11 Nov / In the Body of the World by Eve Ensler
To not stick this one in your ears would be such the missed opportunity. At just over four hours, this is undoubtedly longer than your usual theater performance, but with Eve Ensler herself so passionately narrating, her memoir transforms into a spectacular aural extravaganza.
At 57, the woman who made female anatomy an international theatrical phenomenon via her signature The Vagina Monologues, is diagnosed with uterine cancer. For most of her life, Ensler was “exiled from [her] body.” Her privileged New York suburban upbringing hid the horrors of her childhood: she was repeatedly raped by her father, denied by her mother, distanced from her sister.
As an adult, she “tried various routes to get back [to her body]. Promiscuity, anorexia, performance art.” She traveled the world – 60 countries – “hungry for the stories of other women who had experienced violence and suffering.” Nothing, however, could have prepared her for what she found in the Democratic Republic of Congo: “I went outside what I thought I knew … and I heard stories that shattered all the other stories.”
The experiences are more gruesome than the worst nightmares: be warned because once you hear Ensler, you will not be able to unsee the images she death-defyingly conjures. “All the stories began to bleed together. The raping of the Earth. The pillaging of minerals. The destruction of vaginas. They were not separate from each other or from me … the Congo was where I witnessed the end of the body, the end of humanity, the end of the world.”
And yet these same damaged women showed Ensler “grace and gratitude, fierceness and readiness.” They fueled their miraculous survival with “hunger and dreams, demands and a vision. They conceived of a place, a concept, called City of Joy.

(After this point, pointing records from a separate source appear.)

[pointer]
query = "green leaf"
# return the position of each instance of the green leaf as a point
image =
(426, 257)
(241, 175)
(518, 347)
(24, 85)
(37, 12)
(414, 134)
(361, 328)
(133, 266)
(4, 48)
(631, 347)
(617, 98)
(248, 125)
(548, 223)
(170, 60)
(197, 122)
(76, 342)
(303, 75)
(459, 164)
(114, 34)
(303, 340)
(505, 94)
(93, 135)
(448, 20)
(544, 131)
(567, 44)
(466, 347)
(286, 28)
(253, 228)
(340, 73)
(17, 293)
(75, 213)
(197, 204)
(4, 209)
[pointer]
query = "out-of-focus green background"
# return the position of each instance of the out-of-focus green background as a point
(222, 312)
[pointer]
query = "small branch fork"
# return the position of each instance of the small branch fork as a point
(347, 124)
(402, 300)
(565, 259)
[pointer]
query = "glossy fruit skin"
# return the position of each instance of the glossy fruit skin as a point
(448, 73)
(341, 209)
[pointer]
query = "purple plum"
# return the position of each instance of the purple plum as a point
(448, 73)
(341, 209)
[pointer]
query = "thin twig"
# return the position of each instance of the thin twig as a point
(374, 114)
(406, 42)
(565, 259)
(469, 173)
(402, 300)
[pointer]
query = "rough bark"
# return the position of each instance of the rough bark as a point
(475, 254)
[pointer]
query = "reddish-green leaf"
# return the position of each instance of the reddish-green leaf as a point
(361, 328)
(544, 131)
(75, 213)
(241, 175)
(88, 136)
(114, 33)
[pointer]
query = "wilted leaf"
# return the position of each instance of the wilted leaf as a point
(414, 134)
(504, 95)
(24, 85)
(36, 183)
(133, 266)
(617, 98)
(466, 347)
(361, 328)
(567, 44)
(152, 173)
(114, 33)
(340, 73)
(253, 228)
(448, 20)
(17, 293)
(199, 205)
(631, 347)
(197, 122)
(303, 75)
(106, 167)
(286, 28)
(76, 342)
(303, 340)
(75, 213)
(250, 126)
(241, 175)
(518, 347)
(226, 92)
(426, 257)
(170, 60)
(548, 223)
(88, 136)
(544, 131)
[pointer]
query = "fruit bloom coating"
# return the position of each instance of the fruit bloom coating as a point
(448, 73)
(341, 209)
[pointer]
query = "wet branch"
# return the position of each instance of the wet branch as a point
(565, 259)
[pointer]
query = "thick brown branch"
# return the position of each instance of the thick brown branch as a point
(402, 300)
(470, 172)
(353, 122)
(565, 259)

It would be their sanctuary.” As she has done over and over again, Ensler mobilized her considerable forces and built their City, scheduled to open in May 2010. But on March 17 of that year, Ensler was forced to stop: “Cancer threw me through the window of my dissociation into the center of my body’s crisis. The Congo threw me deep into the crisis of the world, and these two experiences merged as I faced the disease and what I felt was the beginning of the end.”
The fight for women and girls’ lives throughout the world suddenly became an intimate battle for her own. Not surviving, of course, was never an option – how else could this have been writtem Ensler’s metamorphosis, however, is a surprise even to herself, as her cells rebuild and regenerate in her cut, stitched, poison-filled body that becomes reliant on the bodies of an extended family she has chosen well; they ensure her return to the body of the world to open the City of Hope.
Ensler’s journey is at times nauseating, certainly gasps-to-sobs-inducing, but always remarkable. It’s raw, gut-wrenching, soul-baring. And in the end, it’s a gift … of inspiration, tenacity, gratitude, and the never-lose-sight-of power of hope.